Reolojik kan özellikleri ve bunları etkileyen faktörler üzerine yapılan çalışmalara göre, kanın reolojik özelliklerinin değerlendirilmesinin agregasyon durumundan etkilendiği sonucuna varılabilir. Günümüzde araştırmacılar bu sıvının mikroreolojik özelliklerinin çalışmasına daha fazla önem veriyorlar, ancak viskozimetri de alaka düzeyini kaybetmedi.

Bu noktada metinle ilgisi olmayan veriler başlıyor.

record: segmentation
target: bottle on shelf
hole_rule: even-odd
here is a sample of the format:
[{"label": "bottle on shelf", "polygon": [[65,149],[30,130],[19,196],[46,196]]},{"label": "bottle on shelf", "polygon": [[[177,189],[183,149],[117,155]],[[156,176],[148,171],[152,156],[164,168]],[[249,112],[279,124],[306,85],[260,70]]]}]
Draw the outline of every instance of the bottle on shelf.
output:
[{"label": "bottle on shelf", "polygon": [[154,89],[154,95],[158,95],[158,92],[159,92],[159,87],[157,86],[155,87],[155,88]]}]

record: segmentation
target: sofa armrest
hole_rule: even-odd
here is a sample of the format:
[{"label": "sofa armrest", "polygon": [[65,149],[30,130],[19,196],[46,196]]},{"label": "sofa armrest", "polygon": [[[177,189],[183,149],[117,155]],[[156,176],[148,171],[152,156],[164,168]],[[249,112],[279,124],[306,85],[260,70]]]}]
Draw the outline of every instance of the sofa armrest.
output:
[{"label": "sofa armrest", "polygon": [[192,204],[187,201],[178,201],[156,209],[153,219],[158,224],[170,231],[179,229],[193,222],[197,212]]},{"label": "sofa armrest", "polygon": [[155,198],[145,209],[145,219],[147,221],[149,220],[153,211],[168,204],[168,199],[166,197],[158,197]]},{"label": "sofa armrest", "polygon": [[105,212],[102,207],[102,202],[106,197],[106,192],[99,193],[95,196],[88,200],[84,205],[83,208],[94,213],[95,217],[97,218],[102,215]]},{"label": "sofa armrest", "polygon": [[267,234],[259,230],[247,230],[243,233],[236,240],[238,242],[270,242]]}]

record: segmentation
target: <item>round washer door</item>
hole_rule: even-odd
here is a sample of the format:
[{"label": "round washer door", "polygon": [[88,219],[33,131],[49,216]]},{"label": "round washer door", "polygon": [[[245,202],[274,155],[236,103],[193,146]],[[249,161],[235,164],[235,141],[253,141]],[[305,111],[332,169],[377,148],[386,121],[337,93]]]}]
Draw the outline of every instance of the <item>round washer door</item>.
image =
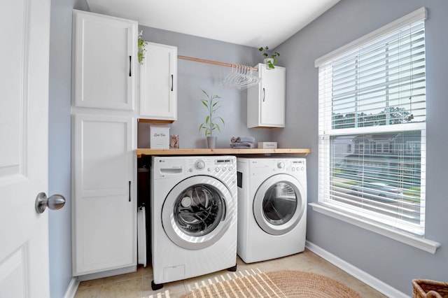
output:
[{"label": "round washer door", "polygon": [[178,246],[202,249],[218,241],[236,220],[236,200],[213,177],[188,178],[169,192],[162,207],[167,236]]},{"label": "round washer door", "polygon": [[303,187],[294,177],[277,174],[260,185],[253,199],[253,215],[266,233],[282,235],[302,218],[307,199]]}]

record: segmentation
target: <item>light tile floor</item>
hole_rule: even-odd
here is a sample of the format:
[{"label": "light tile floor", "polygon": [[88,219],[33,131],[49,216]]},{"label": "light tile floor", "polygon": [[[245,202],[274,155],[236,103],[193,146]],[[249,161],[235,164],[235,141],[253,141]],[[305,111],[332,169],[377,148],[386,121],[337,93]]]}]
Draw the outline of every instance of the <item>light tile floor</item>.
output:
[{"label": "light tile floor", "polygon": [[214,280],[216,277],[222,278],[223,276],[245,276],[248,273],[250,274],[276,270],[314,272],[339,281],[358,292],[363,297],[386,297],[307,249],[303,253],[288,257],[252,264],[246,264],[238,257],[237,264],[237,269],[234,273],[223,270],[206,276],[168,283],[158,291],[153,291],[151,289],[151,267],[144,268],[139,266],[136,272],[83,281],[79,285],[75,298],[176,298],[200,285],[209,284],[209,281]]}]

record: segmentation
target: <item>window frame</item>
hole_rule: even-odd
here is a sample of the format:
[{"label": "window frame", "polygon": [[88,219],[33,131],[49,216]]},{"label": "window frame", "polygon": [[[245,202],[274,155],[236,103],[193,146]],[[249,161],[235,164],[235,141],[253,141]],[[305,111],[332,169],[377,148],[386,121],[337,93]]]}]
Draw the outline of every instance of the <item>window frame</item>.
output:
[{"label": "window frame", "polygon": [[[404,16],[403,17],[401,17],[397,20],[396,21],[393,22],[392,23],[390,23],[386,26],[384,26],[383,27],[379,28],[379,29],[375,30],[373,32],[364,36],[363,37],[361,37],[335,51],[331,52],[329,54],[327,54],[317,59],[315,62],[315,66],[316,67],[319,67],[323,65],[324,64],[327,63],[328,61],[330,61],[333,58],[338,57],[342,55],[345,54],[346,52],[354,51],[355,50],[355,49],[360,48],[362,45],[364,45],[364,44],[366,44],[367,43],[374,41],[380,38],[381,36],[384,36],[384,34],[388,34],[389,32],[393,31],[394,30],[402,28],[404,26],[409,25],[415,22],[425,20],[426,19],[426,17],[427,17],[426,9],[426,8],[422,7],[421,8]],[[321,89],[320,85],[321,85],[321,83],[319,83],[319,90]],[[320,98],[321,98],[321,95],[319,95],[319,99]],[[330,106],[332,103],[330,103]],[[326,103],[324,104],[325,104],[325,106],[322,106],[323,104],[321,102],[321,101],[319,101],[319,115],[320,115],[322,113],[322,111],[323,111],[324,113],[328,113],[328,108],[330,108],[330,110],[332,109],[331,106],[330,107],[328,106],[328,103]],[[319,117],[319,118],[320,118],[321,117]],[[332,131],[331,134],[325,134],[323,136],[319,132],[319,138],[320,138],[319,150],[318,150],[319,161],[323,160],[323,162],[326,165],[330,164],[331,159],[330,159],[330,155],[327,152],[323,151],[323,149],[328,149],[328,148],[323,148],[322,147],[322,143],[323,143],[322,142],[325,142],[325,141],[330,142],[330,138],[334,136],[337,136],[337,135],[343,136],[343,135],[347,135],[347,134],[361,135],[366,132],[371,133],[372,132],[372,129],[370,127],[361,127],[361,128],[356,128],[356,129],[340,128],[337,129],[333,129],[332,127],[331,127],[332,125],[332,120],[326,120],[325,121],[325,125],[323,127],[321,126],[321,124],[319,124],[319,132],[321,132],[322,129],[324,129],[324,130],[329,129]],[[396,125],[393,125],[393,126],[395,127],[393,128],[393,130],[395,131],[398,131],[398,130],[401,130],[403,132],[412,131],[412,130],[420,131],[421,132],[421,138],[424,137],[426,139],[426,123],[422,124],[421,122],[412,122],[412,123],[407,123],[405,125],[396,124]],[[386,127],[389,127],[389,125],[386,125]],[[376,133],[381,133],[382,132],[386,132],[389,131],[389,128],[382,127],[382,126],[377,126],[377,127],[374,127],[374,131]],[[324,138],[327,138],[327,137],[328,138],[328,139],[323,140]],[[327,146],[330,146],[330,143],[328,143],[328,144],[329,145],[327,145]],[[364,144],[364,145],[369,146],[369,144]],[[377,145],[378,144],[372,145],[371,146],[372,148],[370,149],[372,150],[373,151],[377,150],[379,149],[377,147]],[[387,144],[387,145],[388,145],[387,146],[385,146],[385,143],[381,143],[381,148],[379,149],[381,150],[382,152],[384,152],[386,147],[387,147],[387,150],[388,151],[392,150],[391,146],[391,144]],[[351,146],[351,150],[354,150],[354,148],[355,150],[359,150],[360,146],[360,143],[354,144]],[[425,143],[424,143],[423,146],[426,146],[426,141],[425,141]],[[358,148],[356,148],[356,146],[358,146]],[[415,143],[414,145],[414,147],[411,146],[412,148],[410,148],[410,150],[413,150],[414,146],[415,146]],[[407,143],[405,144],[405,147],[406,147],[405,151],[407,152],[408,151]],[[422,149],[424,149],[424,150],[422,150],[422,155],[425,155],[424,157],[426,158],[426,148]],[[347,148],[347,150],[349,150],[349,148]],[[364,147],[364,150],[365,150],[365,147]],[[328,167],[330,168],[330,166],[328,166]],[[319,164],[319,180],[328,179],[327,181],[330,181],[330,173],[322,173],[323,171],[321,169],[321,164]],[[319,186],[321,185],[320,182],[318,185]],[[320,188],[323,188],[323,187],[320,187]],[[425,190],[424,189],[421,190],[421,192],[423,192],[424,190]],[[382,235],[388,236],[389,238],[409,244],[410,246],[420,248],[421,250],[424,250],[425,251],[427,251],[431,253],[435,253],[437,248],[438,248],[440,246],[440,243],[429,239],[426,239],[424,238],[424,236],[421,236],[415,234],[412,234],[403,230],[396,229],[392,226],[382,224],[381,222],[378,222],[374,220],[369,220],[368,216],[363,218],[363,217],[354,215],[352,214],[351,212],[350,213],[346,212],[346,211],[348,211],[348,209],[344,210],[344,206],[335,206],[335,204],[328,203],[328,201],[325,199],[326,197],[328,196],[328,194],[325,194],[326,191],[330,192],[330,190],[326,190],[323,189],[319,189],[318,203],[309,204],[309,205],[312,207],[314,211],[333,217],[335,218],[337,218],[344,222],[349,222],[351,224],[366,229],[368,230],[377,232]],[[423,214],[423,216],[424,216],[424,213]]]}]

Kanın özelliklerini ölçmek için ana yöntemler iki gruba ayrılabilir: homojen bir stres ve gerinim alanı ile - koni düzlemi, disk, silindirik ve çalışma parçalarının farklı geometrisine sahip diğer reometreler; nispeten homojen olmayan bir deformasyon ve stres alanı ile - akustik, elektriksel, mekanik titreşimlerin kayıt ilkesine göre, Stokes yöntemine göre çalışan cihazlar, kılcal viskozimetreler. Kan, plazma ve serumun reolojik özellikleri bu şekilde ölçülür.

İki tip viskozimetre

Şu anda en yaygın olanı iki tip ve kılcaldır. İç silindiri test edilen sıvı içinde yüzen viskozimetreler de kullanılır. Şimdi, rotasyonel reometrelerin çeşitli modifikasyonlarıyla aktif olarak ilgileniyorlar.

Çözüm

Reolojik teknolojinin gelişimindeki gözle görülür ilerlemenin, metabolik ve hemodinamik bozukluklarda mikro düzenlemeyi kontrol etmek için kanın biyokimyasal ve biyofiziksel özelliklerini incelemeyi mümkün kıldığını da belirtmek gerekir. Bununla birlikte, ilgili şu an Newton sıvısının toplanmasını ve reolojik özelliklerini nesnel olarak yansıtacak hemoreoloji analizi için yöntemlerin geliştirilmesi.